Genau die richtige Reihenfolge, die Einstellungen sind korrekt gesetzt.

Speicherverhalten beobachten

free -h

oder live:

watch -n 1 swapon --show

Gesundes Verhalten:

  • zRAM wird genutzt
  • SSD-Swap bleibt möglichst leer
  • System bleibt bedienbar

Typische Empfehlungen nach RAM-Größe

4–8 GB RAM

  • zRAM: 50 %
  • Swapfile: 2–4 GB

16 GB RAM

  • zRAM: 30–40 %
  • Swapfile: 4–8 GB

32 GB RAM

  • zRAM: optional
  • Swapfile: klein oder nur als Fallback

Fazit

Swap und zRAM sind keine Notlösungen, sondern bewusst entwickelte Werkzeuge im Linux-Kernel.

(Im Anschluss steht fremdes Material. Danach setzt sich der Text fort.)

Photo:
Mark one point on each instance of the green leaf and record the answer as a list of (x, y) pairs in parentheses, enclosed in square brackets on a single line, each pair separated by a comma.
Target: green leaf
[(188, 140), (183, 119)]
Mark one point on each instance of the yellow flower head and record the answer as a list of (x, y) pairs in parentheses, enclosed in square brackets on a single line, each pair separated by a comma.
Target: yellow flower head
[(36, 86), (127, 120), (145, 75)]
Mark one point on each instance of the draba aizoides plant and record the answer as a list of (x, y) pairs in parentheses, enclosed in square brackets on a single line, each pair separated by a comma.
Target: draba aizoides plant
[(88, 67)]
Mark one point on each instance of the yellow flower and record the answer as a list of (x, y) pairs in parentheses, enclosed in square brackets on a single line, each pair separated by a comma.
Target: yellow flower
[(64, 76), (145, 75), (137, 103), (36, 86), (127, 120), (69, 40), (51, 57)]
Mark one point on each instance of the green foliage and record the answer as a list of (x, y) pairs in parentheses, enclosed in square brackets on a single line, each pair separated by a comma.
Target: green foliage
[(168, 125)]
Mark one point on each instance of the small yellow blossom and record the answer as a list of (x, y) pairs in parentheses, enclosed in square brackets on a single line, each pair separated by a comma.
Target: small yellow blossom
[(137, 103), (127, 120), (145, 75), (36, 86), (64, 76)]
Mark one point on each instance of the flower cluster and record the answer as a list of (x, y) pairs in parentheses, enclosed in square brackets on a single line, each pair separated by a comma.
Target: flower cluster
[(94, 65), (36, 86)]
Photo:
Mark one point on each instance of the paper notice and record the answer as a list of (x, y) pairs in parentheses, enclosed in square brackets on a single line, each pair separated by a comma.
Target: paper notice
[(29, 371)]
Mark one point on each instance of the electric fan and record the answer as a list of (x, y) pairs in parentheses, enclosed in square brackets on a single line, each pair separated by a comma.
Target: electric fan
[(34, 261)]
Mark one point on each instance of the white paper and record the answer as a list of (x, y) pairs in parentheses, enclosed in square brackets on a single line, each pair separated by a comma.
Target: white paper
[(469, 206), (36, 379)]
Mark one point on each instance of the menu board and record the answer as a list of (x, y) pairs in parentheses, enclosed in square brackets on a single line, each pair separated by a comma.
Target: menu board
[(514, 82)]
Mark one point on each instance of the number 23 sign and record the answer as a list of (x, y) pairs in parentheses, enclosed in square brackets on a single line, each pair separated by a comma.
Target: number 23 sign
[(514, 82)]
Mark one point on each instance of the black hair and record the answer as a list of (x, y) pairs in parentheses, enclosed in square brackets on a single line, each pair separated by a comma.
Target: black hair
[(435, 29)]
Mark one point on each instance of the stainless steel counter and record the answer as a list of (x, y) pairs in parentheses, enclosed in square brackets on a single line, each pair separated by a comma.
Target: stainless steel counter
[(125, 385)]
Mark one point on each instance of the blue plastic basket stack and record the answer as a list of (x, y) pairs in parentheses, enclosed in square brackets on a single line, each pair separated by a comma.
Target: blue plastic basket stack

Richtig kombiniert sorgen sie für:

  • mehr Stabilität
  • weniger Einfrieren
  • bessere Alltagstauglichkeit

Gerade auf Systemen mit wenig RAM ist diese Konfiguration oft der größte Performance-Gewinn ohne neue Hardware.

Wenn trotz zRAM und Swap dauerhaft alles ausgelastet ist, gilt trotzdem: Kein Tuning ersetzt fehlenden Arbeitsspeicher. Aber bis zu diesem Punkt holt diese Methode das Maximum aus eurem System heraus.